Jamie didn’t think that warranted drop-everything-and-come insistence, but he wouldn’t be denied. The best she’d been able to do was get him to meet at seven, so that she could still see Caroline before work.
And there he was, crossing the lot at Fiona’s as she pulled in off the street. She waved through her open top and parked. Glancing in the rearview mirror, she ran quick fingers through her hair, but all she saw, to her dismay, were the freckles on her nose. So much for her expensive new concealer. The heat apparently melted makeup just as it swallowed up breathable air.
Resigned, she groped around for her shoes in the floor well and slipped them on, then slid out of the car as deftly as her short black skirt and those high heels allowed. The skirt showed off slim hips; the heels added inches she desperately needed. Pairing them with white silk, she was dressed to impress, though not solely for her dad. This was her typical take-me-seriously look for days that were filled with meetings. Most architects doing her level of work were older than she was, and while the family business gave her a leg up, it also gave her a name to uphold.
Freckles didn’t help, but there was no erasing them now. The best she could do was to put her shoulders back and set off with a pretense of confidence—only to ricochet right back when the long strap of her shoulder bag caught in the door. That wasn’t impressive, she mused, though it was nothing she hadn’t done before. As physically coordinated as she was when focused, when distracted, she was pathetic.
Freeing the bag, she strode forward.
Fiona’s was an upscale diner that offered the best breakfast in town, which meant that even this early in the day, it was humming. The parking lot was comforta
bly full; the air held the lure of hot corn muffins, chunky hash browns, and local maple syrup.
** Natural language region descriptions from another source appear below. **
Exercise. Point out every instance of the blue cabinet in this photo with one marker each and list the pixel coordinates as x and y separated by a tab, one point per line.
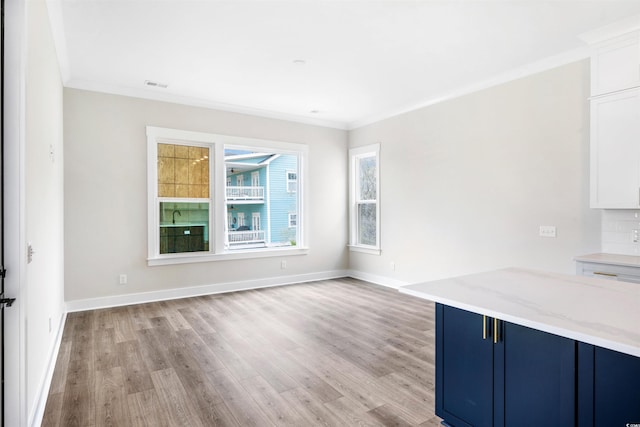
539	377
464	368
495	373
608	387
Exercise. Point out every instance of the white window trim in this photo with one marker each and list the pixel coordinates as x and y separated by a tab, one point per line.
217	211
287	180
354	155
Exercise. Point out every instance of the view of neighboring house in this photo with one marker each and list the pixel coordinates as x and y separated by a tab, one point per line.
261	199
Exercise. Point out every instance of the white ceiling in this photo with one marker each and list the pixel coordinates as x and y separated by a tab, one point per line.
362	60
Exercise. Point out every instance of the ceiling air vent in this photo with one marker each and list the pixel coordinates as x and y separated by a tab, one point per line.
155	84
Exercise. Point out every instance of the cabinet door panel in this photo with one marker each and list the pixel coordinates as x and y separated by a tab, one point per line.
615	151
539	378
464	365
616	388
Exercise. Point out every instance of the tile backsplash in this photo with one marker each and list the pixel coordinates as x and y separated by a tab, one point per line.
618	231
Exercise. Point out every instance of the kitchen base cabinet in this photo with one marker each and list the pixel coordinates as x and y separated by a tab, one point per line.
495	373
464	373
539	377
608	387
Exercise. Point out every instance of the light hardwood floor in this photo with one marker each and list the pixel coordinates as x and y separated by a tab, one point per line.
329	353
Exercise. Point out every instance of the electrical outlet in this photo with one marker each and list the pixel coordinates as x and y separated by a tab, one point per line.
547	231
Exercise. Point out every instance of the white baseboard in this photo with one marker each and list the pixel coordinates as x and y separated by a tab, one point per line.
194	291
378	280
37	413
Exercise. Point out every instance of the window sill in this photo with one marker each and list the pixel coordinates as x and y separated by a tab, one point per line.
227	256
365	250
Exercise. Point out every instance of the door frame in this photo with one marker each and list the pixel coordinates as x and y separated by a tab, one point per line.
14	50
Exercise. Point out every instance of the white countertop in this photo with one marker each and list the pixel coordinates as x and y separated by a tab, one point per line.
602	312
615	259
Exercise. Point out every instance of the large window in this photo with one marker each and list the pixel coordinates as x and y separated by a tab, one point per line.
202	205
364	209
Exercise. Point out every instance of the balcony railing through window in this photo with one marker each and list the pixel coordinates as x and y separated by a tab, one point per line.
245	193
246	237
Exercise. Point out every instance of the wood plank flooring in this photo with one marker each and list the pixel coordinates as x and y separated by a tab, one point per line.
329	353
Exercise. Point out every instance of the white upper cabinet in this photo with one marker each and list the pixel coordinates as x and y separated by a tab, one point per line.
615	64
615	150
615	115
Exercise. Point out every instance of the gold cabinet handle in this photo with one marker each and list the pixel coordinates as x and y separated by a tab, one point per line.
600	273
484	327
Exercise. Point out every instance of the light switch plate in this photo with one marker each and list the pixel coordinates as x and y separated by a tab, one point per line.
547	231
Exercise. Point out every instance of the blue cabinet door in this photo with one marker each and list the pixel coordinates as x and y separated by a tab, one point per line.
608	388
464	369
539	377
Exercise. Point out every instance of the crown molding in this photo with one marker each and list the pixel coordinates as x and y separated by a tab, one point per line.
513	74
156	95
615	29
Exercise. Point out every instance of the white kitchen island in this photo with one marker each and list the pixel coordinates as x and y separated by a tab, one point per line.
522	347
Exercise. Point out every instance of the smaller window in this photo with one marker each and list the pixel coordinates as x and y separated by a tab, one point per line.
292	181
364	207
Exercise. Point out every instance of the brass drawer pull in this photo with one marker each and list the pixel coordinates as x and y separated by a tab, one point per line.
600	273
484	327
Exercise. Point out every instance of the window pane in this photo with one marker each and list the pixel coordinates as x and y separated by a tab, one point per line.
260	213
183	171
367	178
184	227
367	224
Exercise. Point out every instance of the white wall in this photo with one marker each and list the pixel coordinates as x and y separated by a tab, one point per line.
44	285
617	231
466	183
106	198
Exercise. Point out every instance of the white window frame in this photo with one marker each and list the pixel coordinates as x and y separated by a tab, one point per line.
241	219
356	154
218	218
255	221
289	181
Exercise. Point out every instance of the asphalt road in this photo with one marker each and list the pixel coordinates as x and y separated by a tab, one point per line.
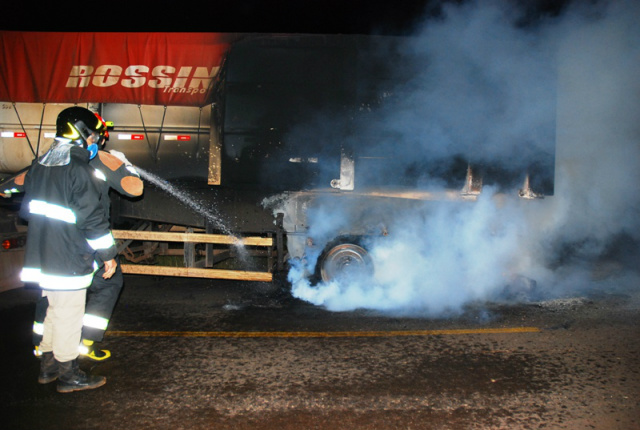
199	354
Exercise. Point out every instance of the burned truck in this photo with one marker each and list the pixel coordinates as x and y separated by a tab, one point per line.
237	152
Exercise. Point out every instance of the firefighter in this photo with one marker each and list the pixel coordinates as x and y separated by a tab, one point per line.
68	229
111	171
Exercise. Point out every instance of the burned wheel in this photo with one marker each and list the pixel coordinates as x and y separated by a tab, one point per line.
344	260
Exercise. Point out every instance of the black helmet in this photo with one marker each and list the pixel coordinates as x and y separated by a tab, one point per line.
77	124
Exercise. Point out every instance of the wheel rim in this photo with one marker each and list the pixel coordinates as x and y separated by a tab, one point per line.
345	260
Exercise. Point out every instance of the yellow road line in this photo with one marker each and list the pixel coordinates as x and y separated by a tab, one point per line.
287	334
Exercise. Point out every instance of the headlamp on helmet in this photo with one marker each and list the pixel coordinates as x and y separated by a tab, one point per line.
78	125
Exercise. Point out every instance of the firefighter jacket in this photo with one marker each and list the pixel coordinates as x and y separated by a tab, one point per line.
68	227
113	173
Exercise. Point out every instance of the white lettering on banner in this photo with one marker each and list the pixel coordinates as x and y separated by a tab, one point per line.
107	76
188	80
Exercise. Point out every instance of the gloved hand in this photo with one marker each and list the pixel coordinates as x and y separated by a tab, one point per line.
120	156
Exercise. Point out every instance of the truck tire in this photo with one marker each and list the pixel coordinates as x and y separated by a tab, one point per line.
344	257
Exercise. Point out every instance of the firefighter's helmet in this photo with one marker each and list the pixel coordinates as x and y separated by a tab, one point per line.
78	124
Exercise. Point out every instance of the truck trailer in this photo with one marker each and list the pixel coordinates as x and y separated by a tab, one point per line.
240	136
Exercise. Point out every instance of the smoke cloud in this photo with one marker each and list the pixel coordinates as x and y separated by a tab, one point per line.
484	93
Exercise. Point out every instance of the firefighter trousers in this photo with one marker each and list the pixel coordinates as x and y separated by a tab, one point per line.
102	296
62	325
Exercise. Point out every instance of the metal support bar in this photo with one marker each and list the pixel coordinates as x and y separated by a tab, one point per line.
157	236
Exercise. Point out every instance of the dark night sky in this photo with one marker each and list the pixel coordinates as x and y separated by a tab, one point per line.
278	16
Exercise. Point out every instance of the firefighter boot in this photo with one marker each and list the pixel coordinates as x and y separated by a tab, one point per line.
48	368
88	350
71	378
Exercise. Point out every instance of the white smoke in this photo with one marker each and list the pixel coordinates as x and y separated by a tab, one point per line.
438	258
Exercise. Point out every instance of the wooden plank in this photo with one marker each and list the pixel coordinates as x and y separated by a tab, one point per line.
158	236
192	272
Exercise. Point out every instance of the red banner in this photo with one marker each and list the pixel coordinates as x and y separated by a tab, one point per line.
170	69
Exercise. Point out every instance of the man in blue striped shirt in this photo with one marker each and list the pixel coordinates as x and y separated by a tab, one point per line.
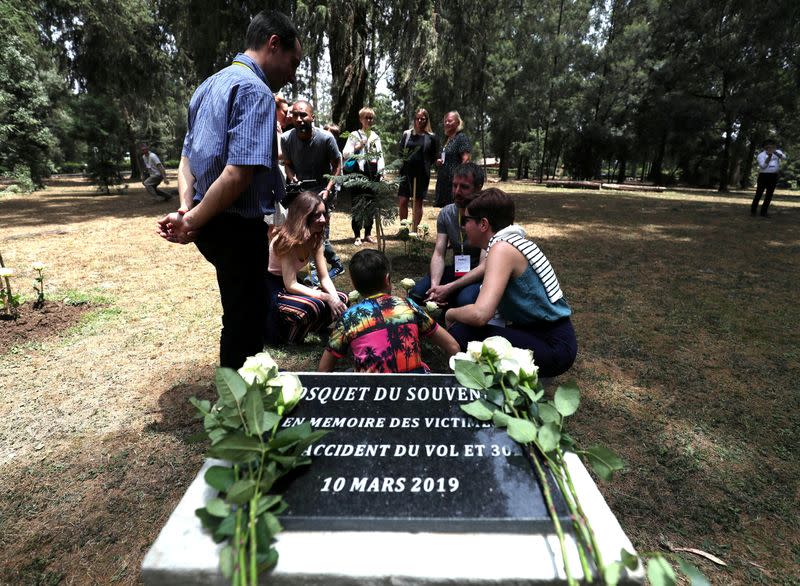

By the time she caught up to Roy, he was talking with two of Williston’s finest, on their way home after a night on patrol. They had admiring smiles for Jamie as she hurried to keep up with Roy, who was entering the diner. He immediately began working booths filled with real estate agents, lawyers, plumbers, shopkeepers, husbands and wives—all local, all friends. Williston lay twenty miles west of Boston. Home to fifteen thousand residents, it was ruled by a Board of Selectmen, but if there had been a mayor, Roy would have been it. He was always smiling, always up for a meet-and-greet, always remembering names. Theo had done this for years until age crippled his mornings, at which point Roy smoothly stepped in. As the single largest employer in town, not to mention the raison d’être for many town shops, MacAfee Homes treasured local goodwill.
Roy made it happen. That he was strikingly handsome didn’t hurt. With his keen brown eyes and perpetual tan, he looked younger than fifty-two. The gray that had spattered his hair a decade before had miraculously turned sandy, and, though Jamie didn’t know for fact, she would bet that his forehead was medicinally smoothed. Not that she criticized him for it. He put in the effort to stay in shape—had likely gone running at dawn that morning, even in the heat. Now, dressed in a crisp blue shirt and fine gray slacks, he had a fresh-from-the-shower sheen.
For Roy, it was all about looking young—young body, young face, young wife. The irony, of course, was that with Jamie always trying to look older than twenty-nine, they were occasionally taken for brother and sister. Roy loved that, and while Jamie was proud of her father for his efforts and, yes, for his looks, she found the brother-sister comparisons awkward.